11:30, Friday, in a state half filled with anxiety for testing and my stupidity for getting all gussied up and then not going anywhere, I arrive home and fastly fall asleep.

8:00, Saturday, I crack open the book and keep reading through breakfast. I read the words out loud to my mom and my aunt, and they make up funny stories with them as they try to guess what they mean. We finished the list around 10:30 or so, enough time for me to get ready to leave.

1:00, Saturday, I'm at the Student Union eating Panda with my friend Noah who lives at the dorms. We discuss the implications of what the GRE does and whether or not he should take it, as well. He's a good guy, but is technically three semesters behind so he's technically a first semester sophomore. But that's semantics. He says he'll probably transfer once all of his friends, the class of '09, graduate.

2:00, Saturday, it begins. Obviously I'm not inclined to talk about the questions I got. Let's just say that the vocab book helped me little if any. Most of the words I had never seen before, let alone knew how to pronounce. I find myself paying close attention to the clock, and revel in the fact that I remembered a word from 11th grade English class. The math was pretty easy, but oddly calculation heavy at times. The essays I think I did well on, but we'll have to see on those.

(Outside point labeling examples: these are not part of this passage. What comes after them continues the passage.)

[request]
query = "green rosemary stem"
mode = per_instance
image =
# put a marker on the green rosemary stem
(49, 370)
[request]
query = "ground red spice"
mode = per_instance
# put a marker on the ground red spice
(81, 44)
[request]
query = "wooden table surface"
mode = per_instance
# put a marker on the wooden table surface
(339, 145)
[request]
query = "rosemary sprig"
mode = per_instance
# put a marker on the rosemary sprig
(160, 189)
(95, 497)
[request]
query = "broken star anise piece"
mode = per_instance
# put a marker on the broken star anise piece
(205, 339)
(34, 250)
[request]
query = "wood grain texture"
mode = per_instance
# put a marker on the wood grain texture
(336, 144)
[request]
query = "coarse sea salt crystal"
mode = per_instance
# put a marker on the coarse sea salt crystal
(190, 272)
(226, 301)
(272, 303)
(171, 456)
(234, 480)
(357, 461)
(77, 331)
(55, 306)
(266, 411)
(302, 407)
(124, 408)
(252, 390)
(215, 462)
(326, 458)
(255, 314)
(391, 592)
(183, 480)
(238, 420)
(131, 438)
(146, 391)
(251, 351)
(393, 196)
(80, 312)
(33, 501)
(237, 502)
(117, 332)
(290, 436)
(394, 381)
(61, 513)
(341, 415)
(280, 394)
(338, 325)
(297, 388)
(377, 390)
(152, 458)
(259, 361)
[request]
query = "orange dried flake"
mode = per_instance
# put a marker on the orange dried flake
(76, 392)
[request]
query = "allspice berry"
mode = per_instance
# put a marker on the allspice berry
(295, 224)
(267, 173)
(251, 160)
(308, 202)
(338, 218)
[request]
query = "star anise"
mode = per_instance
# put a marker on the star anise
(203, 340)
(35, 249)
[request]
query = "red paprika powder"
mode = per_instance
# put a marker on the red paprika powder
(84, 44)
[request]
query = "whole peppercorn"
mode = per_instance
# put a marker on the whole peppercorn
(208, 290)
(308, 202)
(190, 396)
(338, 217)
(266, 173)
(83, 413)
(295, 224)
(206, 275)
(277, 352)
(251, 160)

5:00, Saturday, it ends. I finish and get immediate scores. Drumroll please:

Quantitative: 800 (Yay!)
Verbal: 510 (Ugh...)
Writings: TBA (outlook: yay?)

6:00, Saturday, so I was looking at the statistics they included with the practice disk and saw that my score was about average, 50th percentile or so, for people who regularly get a graduate degree in Engineering or Math. (Odd fact: Physics people tend to score higher on the verbal and quantitative sections among all science majors, even math grad students!) So from a statistical standpoint, I'm okay scorewise, just okay, but would be much happier with a higher score. So I might retest, I don't know. I'd shoot for a 600 in verbal, but even that might be farfetched. Gah. I was hoping I wouldn't have to worry about this. Oh well.